Continuação do post anterior: Relatório final da “CPI do CIMI” desvenda estarrecedora subversão comuno-missionária pintada de verde ambientalista
Prossegue a conclusão da CPI do CIMI:
Mas, depois de analisar todos os depoimentos e provas do processo, sou forçado a concluir quetambém os indígenas foram prejudicados, igualmente de forma irreversível, pela conduta ilícita do CIMI.
Foram gerações de indígenas criadas com base no sentimento sectário, tendo incutido o ódio e o desrespeito às instituições, através de uma travestida defesa de seus interesses.
O CIMI não conseguiu trazer para o processo um único projeto realizado em prol da comunidade indígena, de educação, saúde, enfim, nada.
E, importante frisar, somente no ano de 2013 foram mais de R$ 7.000.000,00 recebidos de instituições estrangeiras.
Segundo dados de seus balanços, mais de R$ 4.000.000,00 seriam destinados ao pagamento de pessoal.
Ora, mas como se todos os integrantes e ex-integrantes do CIMI, inclusive o Sr. Cleber Buzato, informaram que prestavam trabalho praticamente voluntário?
Para onde vão esses recursos. De outro lado, verifica-se que há depoimento de indígenas afirmando categoricamente que Flávio Machado [página 211] forneceu recursos para a aquisição de armas no Paraguai para suportar invasões de propriedades privadas.
Os índios vêm sendo, em verdade, iludidos, ludibriados, enganados pelo CIMI.
Manipulados em sua miséria, infelizmente, e da qual não podem ser responsabilizados os produtores rurais, para atuarem conforme os escusos interesses do CIMI e de organizações internacionais, que certamente compromisso algum possuem para com o Brasil.
Não é justo, em verdade é cruel utilizar-se da miséria humana, ainda mais em nome de Deus, da bandeira da Igreja Católica, para manipular interesses em prol de interesses próprios, escusos e espúrios.
Por certo que não terão as autoridades constituídas, tão questionadas pelo CIMI em todos os seus atos, a mínima clemência quando da análise das responsabilidades.
CPI: não há dúvidas de que o CIMI incita e estimula a invasão de propriedades
Os produtores rurais, de outro lado, os grande prejudicado, as inegáveis vítimas da ilegalidade praticada pelo CIMI.
Famílias com sonhos desperdiçados. Também vítimas da desesperança, causada pela interrupção dos [página 212] sonhos, dos projetos, do empreendedorismo.
Questionados em um dos direitos mais importantes e caros ao Estado de Direito, a propriedade, no caso livremente constituída.

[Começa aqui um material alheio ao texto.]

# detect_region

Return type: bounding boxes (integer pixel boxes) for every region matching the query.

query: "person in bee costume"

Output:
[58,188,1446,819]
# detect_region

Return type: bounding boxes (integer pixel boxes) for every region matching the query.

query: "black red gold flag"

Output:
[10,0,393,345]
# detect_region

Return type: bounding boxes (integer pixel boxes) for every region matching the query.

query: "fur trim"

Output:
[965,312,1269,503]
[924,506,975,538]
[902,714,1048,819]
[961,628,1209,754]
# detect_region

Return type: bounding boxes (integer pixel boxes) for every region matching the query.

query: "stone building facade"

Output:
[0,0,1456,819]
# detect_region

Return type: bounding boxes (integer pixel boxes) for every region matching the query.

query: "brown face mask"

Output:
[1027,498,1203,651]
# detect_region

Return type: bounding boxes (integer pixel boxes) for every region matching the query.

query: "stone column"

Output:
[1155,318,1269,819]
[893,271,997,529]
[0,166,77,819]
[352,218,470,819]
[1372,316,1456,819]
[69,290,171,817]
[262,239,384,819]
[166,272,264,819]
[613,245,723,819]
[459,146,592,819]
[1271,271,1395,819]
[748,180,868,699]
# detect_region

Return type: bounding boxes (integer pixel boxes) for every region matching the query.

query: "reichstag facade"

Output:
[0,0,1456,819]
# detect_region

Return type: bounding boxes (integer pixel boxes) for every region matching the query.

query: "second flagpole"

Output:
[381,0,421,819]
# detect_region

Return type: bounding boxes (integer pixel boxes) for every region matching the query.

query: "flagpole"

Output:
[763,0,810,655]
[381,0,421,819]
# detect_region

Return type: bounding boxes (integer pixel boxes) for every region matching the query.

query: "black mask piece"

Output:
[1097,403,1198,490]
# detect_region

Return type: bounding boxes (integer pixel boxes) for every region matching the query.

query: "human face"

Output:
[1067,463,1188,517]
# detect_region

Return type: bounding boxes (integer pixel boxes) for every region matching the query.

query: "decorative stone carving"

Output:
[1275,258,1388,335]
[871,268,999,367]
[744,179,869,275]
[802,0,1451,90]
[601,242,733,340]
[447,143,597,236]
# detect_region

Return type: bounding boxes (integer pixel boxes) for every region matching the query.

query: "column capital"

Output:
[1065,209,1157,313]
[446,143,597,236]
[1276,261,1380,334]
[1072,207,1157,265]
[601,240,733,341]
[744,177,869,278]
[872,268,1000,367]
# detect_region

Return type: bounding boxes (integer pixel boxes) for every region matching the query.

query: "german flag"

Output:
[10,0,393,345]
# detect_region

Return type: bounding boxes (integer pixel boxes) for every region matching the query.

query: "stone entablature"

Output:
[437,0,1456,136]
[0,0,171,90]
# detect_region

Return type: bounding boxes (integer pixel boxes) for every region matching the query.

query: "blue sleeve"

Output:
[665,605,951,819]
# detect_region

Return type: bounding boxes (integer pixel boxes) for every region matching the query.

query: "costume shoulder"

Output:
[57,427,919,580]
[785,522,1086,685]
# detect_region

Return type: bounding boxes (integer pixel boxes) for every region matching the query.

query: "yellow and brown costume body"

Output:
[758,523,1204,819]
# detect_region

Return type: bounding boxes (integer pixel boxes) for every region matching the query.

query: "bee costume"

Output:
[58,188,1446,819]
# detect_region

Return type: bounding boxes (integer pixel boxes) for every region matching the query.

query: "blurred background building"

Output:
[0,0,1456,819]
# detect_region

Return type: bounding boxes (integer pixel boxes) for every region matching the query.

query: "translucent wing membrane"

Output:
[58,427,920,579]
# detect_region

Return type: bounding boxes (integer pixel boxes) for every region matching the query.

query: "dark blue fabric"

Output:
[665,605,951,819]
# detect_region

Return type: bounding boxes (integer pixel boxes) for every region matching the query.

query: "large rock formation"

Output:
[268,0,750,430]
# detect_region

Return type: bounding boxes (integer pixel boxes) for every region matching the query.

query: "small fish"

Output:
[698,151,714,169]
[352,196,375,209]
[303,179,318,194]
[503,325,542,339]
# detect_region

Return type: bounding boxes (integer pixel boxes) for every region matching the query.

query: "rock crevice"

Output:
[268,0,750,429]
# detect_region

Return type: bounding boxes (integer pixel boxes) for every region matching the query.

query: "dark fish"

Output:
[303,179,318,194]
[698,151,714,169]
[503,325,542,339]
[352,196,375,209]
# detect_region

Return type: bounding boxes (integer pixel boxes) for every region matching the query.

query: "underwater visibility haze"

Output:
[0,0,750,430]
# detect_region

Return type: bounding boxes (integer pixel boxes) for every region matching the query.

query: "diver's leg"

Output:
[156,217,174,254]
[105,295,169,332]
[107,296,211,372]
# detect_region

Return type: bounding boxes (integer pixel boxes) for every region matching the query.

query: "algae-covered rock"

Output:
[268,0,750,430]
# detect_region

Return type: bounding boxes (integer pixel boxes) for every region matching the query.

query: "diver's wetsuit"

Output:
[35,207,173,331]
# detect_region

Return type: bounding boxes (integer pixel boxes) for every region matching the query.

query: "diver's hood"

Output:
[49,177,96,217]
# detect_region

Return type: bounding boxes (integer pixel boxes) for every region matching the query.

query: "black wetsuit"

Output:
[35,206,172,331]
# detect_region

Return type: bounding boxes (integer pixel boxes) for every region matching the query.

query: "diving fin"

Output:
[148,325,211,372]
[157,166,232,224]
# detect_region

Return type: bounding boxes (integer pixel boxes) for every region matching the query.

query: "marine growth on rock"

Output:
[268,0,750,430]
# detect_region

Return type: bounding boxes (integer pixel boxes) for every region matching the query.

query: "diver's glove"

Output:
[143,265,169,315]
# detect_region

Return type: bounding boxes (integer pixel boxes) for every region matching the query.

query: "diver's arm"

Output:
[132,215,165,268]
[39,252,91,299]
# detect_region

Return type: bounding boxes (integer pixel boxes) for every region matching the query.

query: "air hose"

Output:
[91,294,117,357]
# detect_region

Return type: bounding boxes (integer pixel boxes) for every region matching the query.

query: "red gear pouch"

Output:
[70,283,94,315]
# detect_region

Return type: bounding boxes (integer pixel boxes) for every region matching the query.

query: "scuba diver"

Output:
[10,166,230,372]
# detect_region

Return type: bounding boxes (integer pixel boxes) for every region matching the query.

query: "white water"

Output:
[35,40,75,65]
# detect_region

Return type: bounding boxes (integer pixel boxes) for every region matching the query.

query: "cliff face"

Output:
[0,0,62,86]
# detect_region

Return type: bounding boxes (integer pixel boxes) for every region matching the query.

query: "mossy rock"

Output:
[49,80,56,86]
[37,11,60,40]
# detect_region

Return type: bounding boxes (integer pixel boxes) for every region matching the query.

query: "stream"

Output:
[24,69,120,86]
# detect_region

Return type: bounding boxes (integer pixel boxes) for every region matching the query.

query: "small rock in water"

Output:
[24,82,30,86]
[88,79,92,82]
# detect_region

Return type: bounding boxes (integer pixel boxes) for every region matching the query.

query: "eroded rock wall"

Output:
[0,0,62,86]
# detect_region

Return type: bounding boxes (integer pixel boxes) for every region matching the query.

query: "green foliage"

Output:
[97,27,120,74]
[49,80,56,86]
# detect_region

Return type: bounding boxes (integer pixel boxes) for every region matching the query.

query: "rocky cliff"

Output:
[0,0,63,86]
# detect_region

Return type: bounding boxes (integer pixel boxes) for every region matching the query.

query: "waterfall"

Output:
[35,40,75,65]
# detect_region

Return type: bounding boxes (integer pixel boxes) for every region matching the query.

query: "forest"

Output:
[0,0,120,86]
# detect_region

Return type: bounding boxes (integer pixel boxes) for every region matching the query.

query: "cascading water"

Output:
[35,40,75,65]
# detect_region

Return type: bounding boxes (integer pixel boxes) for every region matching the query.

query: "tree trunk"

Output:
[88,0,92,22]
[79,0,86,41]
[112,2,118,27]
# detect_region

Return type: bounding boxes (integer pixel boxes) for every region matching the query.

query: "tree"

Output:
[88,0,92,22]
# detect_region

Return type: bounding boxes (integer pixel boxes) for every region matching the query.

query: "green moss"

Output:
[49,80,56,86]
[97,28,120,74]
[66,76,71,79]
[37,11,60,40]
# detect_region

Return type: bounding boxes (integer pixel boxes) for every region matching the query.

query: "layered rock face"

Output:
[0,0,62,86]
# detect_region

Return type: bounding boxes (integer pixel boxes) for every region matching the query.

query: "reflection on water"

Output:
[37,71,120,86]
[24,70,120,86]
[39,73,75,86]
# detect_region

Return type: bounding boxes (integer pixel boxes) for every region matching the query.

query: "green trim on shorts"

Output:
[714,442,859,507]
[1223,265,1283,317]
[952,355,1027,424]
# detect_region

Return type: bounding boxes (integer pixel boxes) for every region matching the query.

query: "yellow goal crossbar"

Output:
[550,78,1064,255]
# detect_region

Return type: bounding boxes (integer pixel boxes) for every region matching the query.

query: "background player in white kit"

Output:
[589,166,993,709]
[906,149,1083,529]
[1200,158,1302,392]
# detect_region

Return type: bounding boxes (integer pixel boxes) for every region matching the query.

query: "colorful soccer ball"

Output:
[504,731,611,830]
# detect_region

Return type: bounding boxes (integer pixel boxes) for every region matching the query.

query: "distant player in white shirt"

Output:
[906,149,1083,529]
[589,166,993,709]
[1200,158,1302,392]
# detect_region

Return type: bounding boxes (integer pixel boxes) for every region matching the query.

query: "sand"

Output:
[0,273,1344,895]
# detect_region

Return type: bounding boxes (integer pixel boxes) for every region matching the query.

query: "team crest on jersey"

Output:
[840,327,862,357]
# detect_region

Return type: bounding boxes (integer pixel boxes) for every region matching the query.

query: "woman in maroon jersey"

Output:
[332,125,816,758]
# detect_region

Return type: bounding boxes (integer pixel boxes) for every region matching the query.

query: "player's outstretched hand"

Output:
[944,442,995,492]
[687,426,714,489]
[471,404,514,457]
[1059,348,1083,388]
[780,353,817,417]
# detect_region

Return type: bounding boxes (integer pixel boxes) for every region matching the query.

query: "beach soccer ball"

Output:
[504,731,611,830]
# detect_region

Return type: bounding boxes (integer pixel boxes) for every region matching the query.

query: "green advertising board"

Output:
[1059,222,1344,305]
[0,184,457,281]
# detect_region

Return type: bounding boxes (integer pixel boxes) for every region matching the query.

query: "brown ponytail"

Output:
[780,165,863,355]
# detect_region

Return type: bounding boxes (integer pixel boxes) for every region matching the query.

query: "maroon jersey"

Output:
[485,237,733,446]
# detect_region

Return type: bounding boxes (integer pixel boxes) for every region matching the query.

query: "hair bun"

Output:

Acusados constantemente de grileiros por membros do CIMI, em todas as mídias sociais, inclusive no exterior.
Recentemente acusados, também pelo CIMI, de que seus produtos, soja e carne, possuem sangue de crianças indígenas. Nada mais ignominioso, ultrajante.
Como se não bastasse toda a conduta praticada pelo CIMI contra o agronegócio, de forma deliberada, dolosa, houve ainda, no final do ano de 2015 uma leviana campanha difamatória da qual efetivamente o CIMI participou.
Divulgou-se aos quatro ventos, em todos os meios de comunicação, que a carne e a soja do Mato Grosso do Sul estariam contaminados com sangue de crianças indígenas. O CIMI foi um desses órgãos que fez questão de divulgar, em todos os meios possíveis, o ataque leviano, desonesto ao agronegócio.
Sessão do CIMI na Assembleia Legislativa de Mato Grosso do Sul
Fora realizado um culto ecumênico na Assembleia Legislativa em que fora lançada oficialmente a campanha, em que D. Roque Paloschi, de forma expressa, [página 213] menciona a necessidade de boicote, sendo que na ocasião estavam igualmente presentes vários membros do CIMI, dando suporte à campanha.
Ora, não se pode aceitar que uma campanha desse nível seja realizada sem a devida responsabilização de todos os envolvidos.
É uma absoluta inverdade que tem por objetivo única e exclusivamente denegrir o agronegócio no Estado, inviabilizar a atividade, tudo com vistas a provocar um estado de insegurança jurídica, o que, aliás parece ser a cartilha seguida pelo CIMI.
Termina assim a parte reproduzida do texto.